Friday, November 6, 2009

Leo Africanus Blog 2

This week's readings again taught us more cultural and societal norms in the 15th century in Spain and Morocco through the journey of Hasan, Leo Africanus. These readings describe some major changed in the lives of Hasan and his family; the adjustment to Fez, Morroco after fleeing from Spain, Hasan's grandmother dying, Hasan's first experience at school, and the marriage negotiations for both Hasan and his sister, Miriam.
The first major event, the death of Hasan's grandmother, really demonstrates the sociology of the family at this time and place in history and gives us a glimpse into the culture of 15th century Morroco. The most striking thing for me was when it says on page 102, "Death is a celebration. A spectacle". Although this is also the case in some Western traditions I believe this practice is more common in the Middle East. Yes, the family mourns for the loss, but they look at death as a celebration of the deceased life. This is reiterated when Astaghfirullah preaches, "Too often, at funerals, I hear men and women believers cursing death. But Death is a gift from the Most High, and one cannot curse that which comes from Him". Additionally, the emphasis and importance of religion in this culture is again revealed. In the description of the death and ceremonies after, you can also see the people's longing for their old home, Granada. Many times the phrase "Granadas of Fez" is mentioned in conjunction with a "good death" or a "peaceful life". It is palpable that Hasan's family and friends miss their homeland.
Another important point in these readings is the obvious maturity of Hasan, now a twelve year old boy. Not only going to school and meeting new people, but his experience with the lions and death proves this. He comments on life, and uses the lions as a metaphor. He describes them as the bravest of all animals, but then in the conclusion of the chapter, he says, "At the age of twelve I still believed that as between beasts and men the former could do the most damage". He is showing his maturity in thought process.
Yet another staple of the culture in this time period, was the arranged marriage. The negotiations between Hasan and his father, both about his marriage and his sister's demonstrate the tradition of the time. Marriage was an opportunity to make connections in society, gain wealth and allies, and to protect one's family; in this way the opinion of the engaged usually did not matter. We see this in both Hasan and Miriam. Hasan's father is willing to give his daughter away even though he knows that the man has a history of violence against women. The idea of marriage was completely different then compared to now. Overall, I really enjoyed the book again this week. The prose is a great way for us to learn about this time period and its culture and to enjoy reading at the same time.
The only questions I have are: what do people today think about arranged marriages? There is an argument that because of the extremely high divorce rate in the US something is off with the institution of marriage. Some argue that arranged marriages last longer and have more happiness. What is your opinion on this?

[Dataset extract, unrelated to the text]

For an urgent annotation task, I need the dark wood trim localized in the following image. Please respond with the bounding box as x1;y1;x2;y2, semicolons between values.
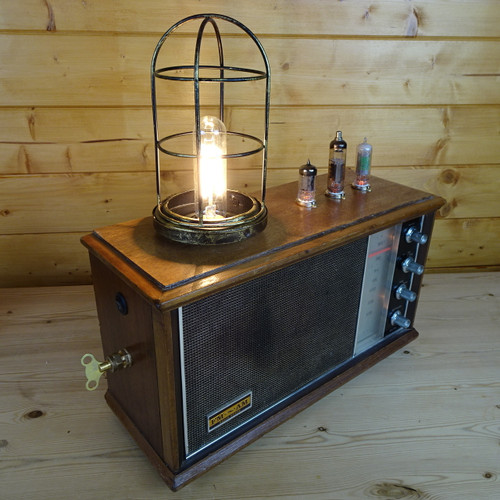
151;309;183;471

  1. I dont believe so. I believe arranged marriages are political and that they are carried out for both families to gain something from the other that they are missing. I do believe that they last longer because they are forced upon a person and in order to keep what each family gained the marriage has to last.

  2. That's a really interesting question, but while arranged marriages might last longer, I do not believe that I could ever be truly happy. I could never imagine giving up love for a politically or otherwise arranged marriage. I do not know if I believe that the divorce rate is associated with the institution of marriage, but I more feel that people rush into it. and I completely agree with you about this weeks reading being interesting, and I like learning about the culture through books like this one.